As to Ms. Rust’s condition now, Ford said, “This is hard. It’s been very hard. With victims of police violence, the effects of the trauma can be long lasting”
“Medically the extent of the nerve damage in her mouth is unknown. Right now we don’t know how bad it’s going to be because nerve damage can crop up at anytime.”
The fare evasion charges were dropped against Ms. Rust, Ford said.
The issue of fare evasion was already a hot button topic in the District, as D.C. Council members fought to decriminalize it, facing opposition from certain members of the Council. In January, Mayor Bowser vetoed the bill. The Council overrode her veto to push the bil through.
The billwas submitted to Congress with a projected Law Date of May 2, 2019.
Ford said she is pursuing legal action against the police officer but wants to be able to hold the entity that employees them accountable as well.
Council member At-Large Robert White said in a statement: “The graphic images of Ms. Rust’s face as a result of a Metro Transit Police Department officer’s use of force are heartbreaking. That she sustained these injuries in front of her young children over unpaid bus fare is inexcusable. No entity should be able to escape liability for unjustifiable aggression and injury. Especially given the continued nation-wide failures of the criminal justice system to hold law enforcement accountable for serious injuries and deaths of people of color, civil penalties serve a necessary and protective role.
“The fact that they (WMATA) get this unique type of immunity, I don’t understand the justification for that or the origin,” Ford said.

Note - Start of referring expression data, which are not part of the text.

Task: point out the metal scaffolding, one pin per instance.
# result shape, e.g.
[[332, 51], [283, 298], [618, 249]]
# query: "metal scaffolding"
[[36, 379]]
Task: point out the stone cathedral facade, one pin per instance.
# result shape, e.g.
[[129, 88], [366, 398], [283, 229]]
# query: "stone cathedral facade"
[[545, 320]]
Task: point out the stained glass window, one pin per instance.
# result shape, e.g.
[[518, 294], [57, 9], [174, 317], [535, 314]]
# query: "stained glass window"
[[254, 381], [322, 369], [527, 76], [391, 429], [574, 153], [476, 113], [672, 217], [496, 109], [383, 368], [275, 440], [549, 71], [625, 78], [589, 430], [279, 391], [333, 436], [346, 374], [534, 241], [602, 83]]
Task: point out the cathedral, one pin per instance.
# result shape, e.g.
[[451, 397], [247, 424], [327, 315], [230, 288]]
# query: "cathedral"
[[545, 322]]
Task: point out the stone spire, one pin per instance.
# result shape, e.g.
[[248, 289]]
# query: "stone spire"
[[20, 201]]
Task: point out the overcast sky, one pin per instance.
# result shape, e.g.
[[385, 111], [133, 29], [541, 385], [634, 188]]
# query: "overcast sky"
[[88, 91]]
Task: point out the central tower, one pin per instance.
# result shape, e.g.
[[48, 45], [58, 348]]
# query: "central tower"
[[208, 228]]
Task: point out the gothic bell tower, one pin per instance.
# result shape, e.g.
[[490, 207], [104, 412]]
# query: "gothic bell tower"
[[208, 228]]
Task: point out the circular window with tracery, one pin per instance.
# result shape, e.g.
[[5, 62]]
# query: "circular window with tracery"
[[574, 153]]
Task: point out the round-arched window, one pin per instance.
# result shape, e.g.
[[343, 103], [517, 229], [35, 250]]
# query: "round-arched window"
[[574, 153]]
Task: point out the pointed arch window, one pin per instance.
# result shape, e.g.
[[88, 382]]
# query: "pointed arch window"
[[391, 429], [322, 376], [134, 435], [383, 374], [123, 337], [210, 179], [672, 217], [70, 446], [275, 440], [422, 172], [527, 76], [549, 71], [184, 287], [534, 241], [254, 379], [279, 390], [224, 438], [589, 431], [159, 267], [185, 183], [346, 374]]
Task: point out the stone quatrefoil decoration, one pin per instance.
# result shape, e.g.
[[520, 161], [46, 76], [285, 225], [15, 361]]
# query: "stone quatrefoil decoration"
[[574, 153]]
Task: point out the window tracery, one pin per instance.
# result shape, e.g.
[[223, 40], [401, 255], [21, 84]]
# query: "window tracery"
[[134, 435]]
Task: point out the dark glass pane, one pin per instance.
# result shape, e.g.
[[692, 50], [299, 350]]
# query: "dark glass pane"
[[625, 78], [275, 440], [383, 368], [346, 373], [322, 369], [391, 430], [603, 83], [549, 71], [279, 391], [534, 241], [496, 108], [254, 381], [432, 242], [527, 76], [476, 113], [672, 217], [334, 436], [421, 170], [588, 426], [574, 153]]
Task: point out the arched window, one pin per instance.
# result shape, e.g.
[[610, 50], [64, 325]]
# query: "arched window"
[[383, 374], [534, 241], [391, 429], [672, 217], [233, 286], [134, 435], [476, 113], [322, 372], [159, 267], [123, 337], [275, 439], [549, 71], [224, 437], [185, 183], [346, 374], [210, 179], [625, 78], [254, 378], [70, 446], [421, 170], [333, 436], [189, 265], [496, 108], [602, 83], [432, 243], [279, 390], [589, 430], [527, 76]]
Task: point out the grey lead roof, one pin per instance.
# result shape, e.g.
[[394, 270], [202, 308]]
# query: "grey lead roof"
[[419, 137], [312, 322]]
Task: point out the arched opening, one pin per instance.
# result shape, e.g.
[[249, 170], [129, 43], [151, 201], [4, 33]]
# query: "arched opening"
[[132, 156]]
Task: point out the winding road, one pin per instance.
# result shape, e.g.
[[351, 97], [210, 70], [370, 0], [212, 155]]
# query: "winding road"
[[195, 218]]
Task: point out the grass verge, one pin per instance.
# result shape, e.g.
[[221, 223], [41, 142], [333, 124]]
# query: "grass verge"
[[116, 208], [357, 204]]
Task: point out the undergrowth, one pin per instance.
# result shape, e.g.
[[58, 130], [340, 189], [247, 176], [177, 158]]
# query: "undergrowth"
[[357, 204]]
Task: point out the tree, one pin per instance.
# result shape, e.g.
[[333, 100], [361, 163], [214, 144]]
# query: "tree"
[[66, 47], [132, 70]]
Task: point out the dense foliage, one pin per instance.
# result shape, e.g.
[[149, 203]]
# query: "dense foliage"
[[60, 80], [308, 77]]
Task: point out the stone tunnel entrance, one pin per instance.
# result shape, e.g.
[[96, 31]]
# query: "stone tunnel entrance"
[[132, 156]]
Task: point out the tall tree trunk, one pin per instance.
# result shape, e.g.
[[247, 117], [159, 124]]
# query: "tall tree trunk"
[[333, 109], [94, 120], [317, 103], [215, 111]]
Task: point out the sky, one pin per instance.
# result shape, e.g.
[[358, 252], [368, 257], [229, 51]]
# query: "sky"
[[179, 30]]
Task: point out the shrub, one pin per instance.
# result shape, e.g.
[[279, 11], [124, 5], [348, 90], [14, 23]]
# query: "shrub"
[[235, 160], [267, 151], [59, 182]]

Ford is hoping to rally support to get the law changed.
“If we get the law amended, then WMATA now has an incentive to address this issue internally,” Ford said. “If you are going to run your own police force you need to be responsible for what they do.”
WMATA responded to the AFRO in a brief statement.
“As this is pending litigation, we have no comment at this time. We can confirm that the officer is employed by WMATA.”